Here at home, the American people recognize the harm of a rate increase as our nation recovers from historic economic and public health crises. In fact according to a recent poll, Americans oppose tax hikes “as the US comes out of the coronavirus pandemic and economic problems it caused” by an overwhelming 80-20 margin. Among those opposed include Greg Hertz of Polson, Montana, a state lawmaker who has been in the grocery business for decades. As Greg cautions, “raising corporate income taxes just isn’t impacting large multinational corporations, it’s impacting small business owners like myself.” Local companies like Jojo’s Jerky “might not make it” if “Washington raises our taxes,” adds Hans Hippert of Las Vegas, Nevada.
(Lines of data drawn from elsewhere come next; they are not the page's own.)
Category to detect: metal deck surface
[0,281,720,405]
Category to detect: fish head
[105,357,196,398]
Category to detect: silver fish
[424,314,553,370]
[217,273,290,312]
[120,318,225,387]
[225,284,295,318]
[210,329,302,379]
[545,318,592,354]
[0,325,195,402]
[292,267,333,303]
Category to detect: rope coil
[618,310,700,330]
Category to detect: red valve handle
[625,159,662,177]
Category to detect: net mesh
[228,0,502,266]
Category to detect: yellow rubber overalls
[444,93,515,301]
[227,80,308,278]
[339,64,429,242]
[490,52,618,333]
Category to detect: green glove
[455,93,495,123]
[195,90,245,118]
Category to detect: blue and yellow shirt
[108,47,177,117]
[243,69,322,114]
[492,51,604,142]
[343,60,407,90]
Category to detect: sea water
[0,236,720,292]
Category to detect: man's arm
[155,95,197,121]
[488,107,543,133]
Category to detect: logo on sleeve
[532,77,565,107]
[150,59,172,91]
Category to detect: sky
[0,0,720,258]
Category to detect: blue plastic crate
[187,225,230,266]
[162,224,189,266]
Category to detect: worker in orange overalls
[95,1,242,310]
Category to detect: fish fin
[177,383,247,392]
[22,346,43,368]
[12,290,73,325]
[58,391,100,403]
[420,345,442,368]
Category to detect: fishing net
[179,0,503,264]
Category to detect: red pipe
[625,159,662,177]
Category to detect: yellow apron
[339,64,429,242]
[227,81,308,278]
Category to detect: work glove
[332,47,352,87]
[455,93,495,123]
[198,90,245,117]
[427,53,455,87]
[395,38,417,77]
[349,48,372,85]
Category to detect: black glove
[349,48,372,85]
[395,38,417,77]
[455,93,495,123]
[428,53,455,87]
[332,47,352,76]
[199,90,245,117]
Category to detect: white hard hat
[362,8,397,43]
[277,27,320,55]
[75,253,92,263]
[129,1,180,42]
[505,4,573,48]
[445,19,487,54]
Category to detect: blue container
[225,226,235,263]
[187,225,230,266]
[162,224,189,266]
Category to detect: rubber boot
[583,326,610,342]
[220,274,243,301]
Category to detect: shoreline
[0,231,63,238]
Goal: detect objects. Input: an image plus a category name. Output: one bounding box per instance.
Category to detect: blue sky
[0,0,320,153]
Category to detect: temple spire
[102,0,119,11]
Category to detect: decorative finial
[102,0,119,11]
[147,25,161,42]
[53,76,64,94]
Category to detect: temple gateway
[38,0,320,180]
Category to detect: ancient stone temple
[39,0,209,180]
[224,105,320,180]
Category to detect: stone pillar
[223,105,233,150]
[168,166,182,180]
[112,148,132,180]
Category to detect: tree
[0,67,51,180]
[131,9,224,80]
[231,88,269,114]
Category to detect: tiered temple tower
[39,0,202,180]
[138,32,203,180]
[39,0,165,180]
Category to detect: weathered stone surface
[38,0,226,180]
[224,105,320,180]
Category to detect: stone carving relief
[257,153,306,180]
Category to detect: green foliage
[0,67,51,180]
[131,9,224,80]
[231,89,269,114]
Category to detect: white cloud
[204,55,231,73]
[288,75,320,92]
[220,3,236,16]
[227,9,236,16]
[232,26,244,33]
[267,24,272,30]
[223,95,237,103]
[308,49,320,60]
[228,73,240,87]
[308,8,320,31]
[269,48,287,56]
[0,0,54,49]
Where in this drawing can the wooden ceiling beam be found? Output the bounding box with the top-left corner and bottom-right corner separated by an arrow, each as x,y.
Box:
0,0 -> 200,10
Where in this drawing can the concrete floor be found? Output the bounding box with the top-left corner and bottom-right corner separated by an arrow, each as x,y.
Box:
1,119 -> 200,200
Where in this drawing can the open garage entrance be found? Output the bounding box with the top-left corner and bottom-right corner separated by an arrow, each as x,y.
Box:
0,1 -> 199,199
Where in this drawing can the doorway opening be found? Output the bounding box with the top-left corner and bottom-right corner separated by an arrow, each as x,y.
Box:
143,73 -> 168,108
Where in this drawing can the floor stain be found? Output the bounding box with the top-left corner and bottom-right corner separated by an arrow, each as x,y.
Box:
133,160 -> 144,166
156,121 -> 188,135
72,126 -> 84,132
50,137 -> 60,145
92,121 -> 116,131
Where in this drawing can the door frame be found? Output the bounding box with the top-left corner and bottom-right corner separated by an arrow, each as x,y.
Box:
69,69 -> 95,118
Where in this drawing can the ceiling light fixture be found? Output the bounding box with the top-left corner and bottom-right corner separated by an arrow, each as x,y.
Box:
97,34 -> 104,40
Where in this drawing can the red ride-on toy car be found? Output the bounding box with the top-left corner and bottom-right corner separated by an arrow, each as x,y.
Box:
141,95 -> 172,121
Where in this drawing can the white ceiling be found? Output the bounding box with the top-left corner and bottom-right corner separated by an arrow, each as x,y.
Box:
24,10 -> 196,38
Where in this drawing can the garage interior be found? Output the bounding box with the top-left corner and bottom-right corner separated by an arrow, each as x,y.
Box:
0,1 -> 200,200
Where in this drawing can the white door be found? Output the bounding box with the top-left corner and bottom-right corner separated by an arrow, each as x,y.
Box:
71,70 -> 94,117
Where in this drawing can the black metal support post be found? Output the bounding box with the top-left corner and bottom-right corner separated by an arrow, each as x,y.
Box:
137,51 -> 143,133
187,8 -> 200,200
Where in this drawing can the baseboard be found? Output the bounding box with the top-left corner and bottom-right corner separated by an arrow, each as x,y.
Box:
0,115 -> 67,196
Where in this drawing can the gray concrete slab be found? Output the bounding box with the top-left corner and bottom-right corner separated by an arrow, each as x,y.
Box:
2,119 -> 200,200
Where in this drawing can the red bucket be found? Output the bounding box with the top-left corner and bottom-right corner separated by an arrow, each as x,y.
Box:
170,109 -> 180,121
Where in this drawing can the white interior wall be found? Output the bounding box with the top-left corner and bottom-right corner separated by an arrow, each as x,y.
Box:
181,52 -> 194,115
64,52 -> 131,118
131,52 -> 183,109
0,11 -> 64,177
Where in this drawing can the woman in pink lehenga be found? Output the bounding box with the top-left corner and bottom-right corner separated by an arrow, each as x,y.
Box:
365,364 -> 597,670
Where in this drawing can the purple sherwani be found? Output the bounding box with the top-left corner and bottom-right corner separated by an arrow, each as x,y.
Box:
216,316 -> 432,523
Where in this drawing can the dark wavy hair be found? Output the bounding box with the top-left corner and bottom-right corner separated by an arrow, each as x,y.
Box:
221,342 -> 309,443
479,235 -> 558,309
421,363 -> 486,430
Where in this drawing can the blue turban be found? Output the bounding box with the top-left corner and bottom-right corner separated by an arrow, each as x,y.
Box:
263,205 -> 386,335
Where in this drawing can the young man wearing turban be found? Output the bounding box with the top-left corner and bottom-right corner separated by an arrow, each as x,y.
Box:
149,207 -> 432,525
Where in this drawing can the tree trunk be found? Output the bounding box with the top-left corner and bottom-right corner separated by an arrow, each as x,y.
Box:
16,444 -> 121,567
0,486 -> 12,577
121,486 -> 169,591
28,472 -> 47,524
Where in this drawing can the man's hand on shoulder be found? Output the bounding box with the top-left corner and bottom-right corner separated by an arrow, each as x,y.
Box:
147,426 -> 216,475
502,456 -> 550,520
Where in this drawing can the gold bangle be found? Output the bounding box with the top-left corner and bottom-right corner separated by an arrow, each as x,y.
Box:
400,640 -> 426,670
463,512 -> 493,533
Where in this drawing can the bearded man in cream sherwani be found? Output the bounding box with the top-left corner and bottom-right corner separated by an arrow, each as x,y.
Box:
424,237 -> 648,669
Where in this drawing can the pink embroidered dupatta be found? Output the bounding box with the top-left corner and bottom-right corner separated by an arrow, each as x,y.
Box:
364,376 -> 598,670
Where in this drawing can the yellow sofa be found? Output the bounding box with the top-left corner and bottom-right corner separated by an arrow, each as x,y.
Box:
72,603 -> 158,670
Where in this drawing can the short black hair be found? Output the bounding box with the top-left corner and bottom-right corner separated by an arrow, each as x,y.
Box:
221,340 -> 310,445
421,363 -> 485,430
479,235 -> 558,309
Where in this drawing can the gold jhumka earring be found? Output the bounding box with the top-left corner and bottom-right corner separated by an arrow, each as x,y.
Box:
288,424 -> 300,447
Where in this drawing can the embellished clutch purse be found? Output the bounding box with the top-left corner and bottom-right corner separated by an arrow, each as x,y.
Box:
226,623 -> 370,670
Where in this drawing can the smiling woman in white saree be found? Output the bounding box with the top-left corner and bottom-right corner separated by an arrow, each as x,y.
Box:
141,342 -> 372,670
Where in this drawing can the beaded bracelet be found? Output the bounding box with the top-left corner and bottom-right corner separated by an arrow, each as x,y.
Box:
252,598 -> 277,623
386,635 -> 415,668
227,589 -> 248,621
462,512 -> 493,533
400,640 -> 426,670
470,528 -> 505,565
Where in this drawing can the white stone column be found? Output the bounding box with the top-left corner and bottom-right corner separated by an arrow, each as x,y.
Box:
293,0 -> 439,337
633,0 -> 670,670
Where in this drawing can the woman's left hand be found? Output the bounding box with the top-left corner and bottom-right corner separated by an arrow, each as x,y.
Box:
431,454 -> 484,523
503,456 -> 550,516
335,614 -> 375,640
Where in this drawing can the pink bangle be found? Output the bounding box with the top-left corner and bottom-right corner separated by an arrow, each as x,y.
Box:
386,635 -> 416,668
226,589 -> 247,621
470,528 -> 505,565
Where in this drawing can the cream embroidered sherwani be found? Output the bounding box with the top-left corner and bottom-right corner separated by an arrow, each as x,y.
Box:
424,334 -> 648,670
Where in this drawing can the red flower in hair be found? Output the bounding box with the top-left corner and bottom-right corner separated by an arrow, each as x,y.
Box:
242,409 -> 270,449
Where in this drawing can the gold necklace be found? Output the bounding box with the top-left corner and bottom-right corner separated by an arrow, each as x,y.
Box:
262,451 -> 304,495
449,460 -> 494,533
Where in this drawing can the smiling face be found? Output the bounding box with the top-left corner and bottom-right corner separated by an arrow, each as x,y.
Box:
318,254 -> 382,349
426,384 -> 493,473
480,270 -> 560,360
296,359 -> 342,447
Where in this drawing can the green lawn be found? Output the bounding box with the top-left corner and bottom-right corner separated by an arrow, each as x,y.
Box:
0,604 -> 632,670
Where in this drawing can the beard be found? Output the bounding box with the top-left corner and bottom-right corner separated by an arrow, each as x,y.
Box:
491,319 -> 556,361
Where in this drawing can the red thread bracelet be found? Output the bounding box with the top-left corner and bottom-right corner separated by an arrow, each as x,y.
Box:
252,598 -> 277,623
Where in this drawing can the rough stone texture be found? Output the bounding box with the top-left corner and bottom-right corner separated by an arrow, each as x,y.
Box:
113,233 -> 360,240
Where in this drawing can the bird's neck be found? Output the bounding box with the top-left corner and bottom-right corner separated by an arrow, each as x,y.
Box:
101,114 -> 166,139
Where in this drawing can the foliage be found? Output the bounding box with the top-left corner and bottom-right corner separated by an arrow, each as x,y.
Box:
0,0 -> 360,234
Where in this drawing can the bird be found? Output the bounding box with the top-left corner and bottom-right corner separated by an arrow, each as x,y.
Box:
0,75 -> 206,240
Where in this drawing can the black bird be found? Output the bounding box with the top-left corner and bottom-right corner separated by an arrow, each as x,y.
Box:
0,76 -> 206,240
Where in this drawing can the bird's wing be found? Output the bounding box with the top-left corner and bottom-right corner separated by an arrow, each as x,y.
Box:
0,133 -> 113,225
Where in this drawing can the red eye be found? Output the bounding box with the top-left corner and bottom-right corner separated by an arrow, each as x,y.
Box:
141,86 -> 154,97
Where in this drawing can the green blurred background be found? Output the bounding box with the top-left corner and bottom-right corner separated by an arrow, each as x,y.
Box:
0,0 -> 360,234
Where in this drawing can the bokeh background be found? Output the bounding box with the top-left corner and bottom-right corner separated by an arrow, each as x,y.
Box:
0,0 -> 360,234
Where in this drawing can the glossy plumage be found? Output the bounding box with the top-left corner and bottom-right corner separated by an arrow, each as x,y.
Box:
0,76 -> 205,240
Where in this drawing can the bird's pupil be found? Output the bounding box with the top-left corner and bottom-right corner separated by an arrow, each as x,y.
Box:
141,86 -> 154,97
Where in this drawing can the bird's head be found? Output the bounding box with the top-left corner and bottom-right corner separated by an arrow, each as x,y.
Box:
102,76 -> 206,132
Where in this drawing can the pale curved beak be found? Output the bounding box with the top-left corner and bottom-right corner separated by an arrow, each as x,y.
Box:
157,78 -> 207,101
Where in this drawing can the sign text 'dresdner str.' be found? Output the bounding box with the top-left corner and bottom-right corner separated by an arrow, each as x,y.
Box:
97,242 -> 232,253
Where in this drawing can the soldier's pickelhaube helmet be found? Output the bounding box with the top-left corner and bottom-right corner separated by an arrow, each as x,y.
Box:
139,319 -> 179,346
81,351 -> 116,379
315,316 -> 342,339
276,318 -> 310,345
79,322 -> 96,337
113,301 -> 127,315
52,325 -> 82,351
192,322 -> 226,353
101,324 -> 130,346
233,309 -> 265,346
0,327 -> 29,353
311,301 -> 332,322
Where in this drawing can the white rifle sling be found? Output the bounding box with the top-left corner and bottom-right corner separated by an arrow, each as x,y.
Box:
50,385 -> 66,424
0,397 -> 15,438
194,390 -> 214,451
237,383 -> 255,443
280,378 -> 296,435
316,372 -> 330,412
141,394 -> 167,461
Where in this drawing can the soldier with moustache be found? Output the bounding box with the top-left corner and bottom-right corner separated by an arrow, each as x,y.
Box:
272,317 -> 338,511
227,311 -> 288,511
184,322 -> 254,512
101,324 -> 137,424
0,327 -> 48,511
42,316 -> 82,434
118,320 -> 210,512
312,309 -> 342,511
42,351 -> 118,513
And “staying competitive by keeping taxes low” helps businesses like the Gilbert, Arizona-based Bushtex “continue to grow, create jobs, and increase wages,” per president and CEO Adelaida Severson.
These stories, merely a few of the many shared with the RATE Coalition in recent weeks, underscore why the OECD has long considered corporate taxes to be “the most harmful type of tax for economic growth.” It is also worth noting the economic wins generated by 2017’s corporate rate reduction. The achievement of a globally competitive corporate tax rate contributed to a climate in which our country’s unemployment rate consistently remained below 4 percent, the economy created more than 100,000 private sector jobs each month, nominal wage growth was at or above 3 percent growth for nearly two straight years, and actual GDP was roughly $300 billion higher than the CBO’s 2017 projection by the end of 2019. Median household income increased by $4,900 in the first two years following the corporate rate reduction, while “wealth for the bottom 50 percent of households advanced three times as fast as for the top 1 percent.” Further, Treasury Department data recently revealed that, despite the economic downturn, “tax receipts are skyrocketing… jumping last year by 18 percent, or $626 billion.” Corporate payments “led the way, leaping 75 percent to $372 billion, easily exceeding where they were” prior to the foregoing rate cut.
It is therefore encouraging to see policymakers shift their focus away from a tax rate responsible for helping generate such meaningful statistics; from squeezing those who have been hit hardest to ensuring those who can afford to pay more do pay more. The absence of a corporate rate hike in the proposal before Congress is positive news for the prospect of America’s economic comeback. And as the legislative process moves forward, this critical approach must be preserved. The strength and speed of our recovery depend on it. When U.S. businesses do better, our workers do better, communities do better and the economy does better.